AIRE is a transcriptional regulator that protects against self-reactivity by inducing the production of tissue-specific antigens normally not expressed in the thymus, a process that occurs in medullary thymic epithelial cells (mTECs) (99). Resident dendritic cells of the thymus take up self-proteins and present them to T cells. If reactivity to self-antigen is too strong, dendritic cells undergo cytokine signalling programs that destroy autoreactive T cells (99). Migratory and peripheral dendritic cell populations further contribute to negative selection of autoreactive T cells by selecting against cells reactive to peripheral antigen from other tissue microenvironments. Migratory dendritic cells take up antigen in their respective resident tissues and travel to the thymus whereas peripheral dendritic cells test autoreactive T cells in the periphery (i.e., their tissue of origin) thereby inducing, depending on the conditions, cell deletion, anergy or polarization toward a regulatory phenotype (100). It is estimated that there are 1,140 murine genes that interact with or localize to mitochondrial compartments (101), so AIRE should protect the host from developing autoimmunity against these mitochondrial antigens. One important question is whether mitochondrial genes represent a gap in the normal negative selection criteria in the thymus.

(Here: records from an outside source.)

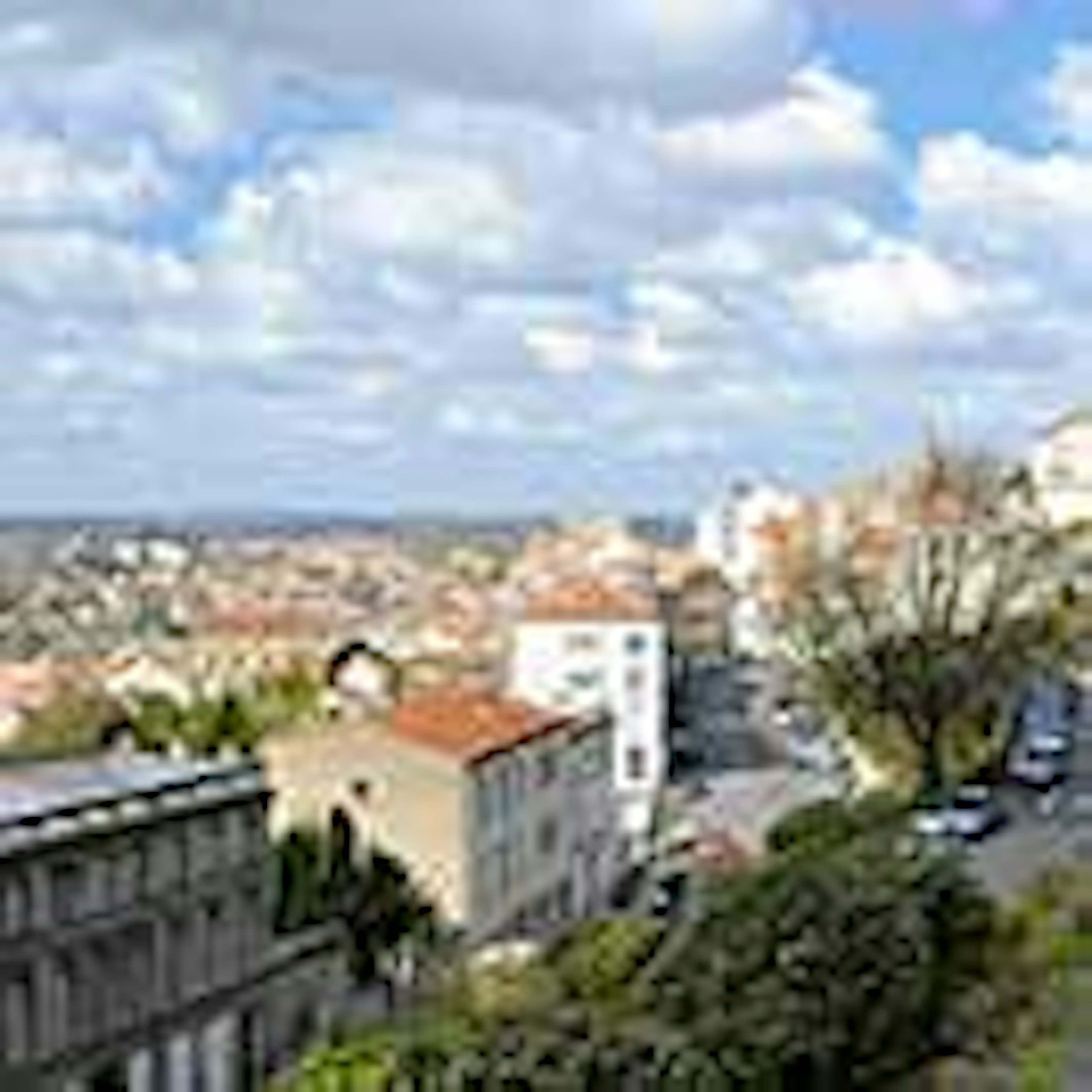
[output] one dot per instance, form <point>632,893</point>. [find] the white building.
<point>587,646</point>
<point>1062,469</point>
<point>731,535</point>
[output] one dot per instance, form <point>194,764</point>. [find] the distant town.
<point>526,727</point>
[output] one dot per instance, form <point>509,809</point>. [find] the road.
<point>1078,839</point>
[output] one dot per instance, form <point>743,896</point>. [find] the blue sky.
<point>593,255</point>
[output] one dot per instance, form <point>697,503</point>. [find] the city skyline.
<point>485,264</point>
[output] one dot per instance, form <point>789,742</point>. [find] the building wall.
<point>619,668</point>
<point>544,833</point>
<point>127,932</point>
<point>1062,467</point>
<point>403,799</point>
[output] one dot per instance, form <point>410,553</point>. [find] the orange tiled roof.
<point>470,723</point>
<point>590,600</point>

To our knowledge, no studies examining the function of AIRE describe its ability to produce mitochondrial self-antigen. Two major studies exist with publically available data of AIRE genomic binding and related expression (102, 103). A study by Bansal et al. reported murine transcriptomic data that examined AIRE binding using chromatin immunoprecipitation (ChIP) sequencing (ChIPseq). We examined whether any of the antigens that they reported for AIRE were directed against mitochondrial antigens using their published transcript-level data. They did not have protein/proteomic level data available to assess this question. They estimated AIREs coverage of genes by assessing transcription among AIRE knockout (KO) mice versus wild type (WT) controls in data derived from mouse mTECs (103). A negative log fold-change (LogFC) indicated downregulation of the transcript in the AIRE KO mice, suggesting that in WT conditions, AIRE may be responsible, in part, for regulating the transcription of a respective gene. To determine AIRE regulation of mitochondrial related genes, we performed a keyword search for “mitochondri” (which yielded results for mitochondrial, mitochondria, and mitochondrion) in the gene description column of their dataset, which yielded 315 genes. Among these, 20 were significantly downregulated at an FDR p ≤ 0.05 comparing AIRE WT to KO indicating that AIRE may regulate only 6.3% of the 315 mitochondrial related genes. We also assessed the potential role of AIRE to regulate 85 murine nuclear-encoded mitochondrial respiratory chain genes using keyword searches in the gene name column for “nduf,” “sdh,” “cox,” “uqcc,” and “atp,” which are the prefixes for gene names among components of respiratory complexes I-V, respectively. Their data showed a significant downregulation of 2 of 85 (2.3%) nuclear encoded mitochondrial respiratory chain genes in AIRE KO vs WT samples. Mitochondrial genes that were regulated by AIRE are listed in Table 1 . Thus, only a small percentage of potential mitochondrial genes were regulated by AIRE using this method. More research is needed to better understand whether AIRE contributes to tolerance against mitochondrial antigens. Thus, a lack of mitochondrial tolerance may be one possible explanation for the development of mitochondrial targeted autoimmune responses in myocarditis and other autoimmune diseases.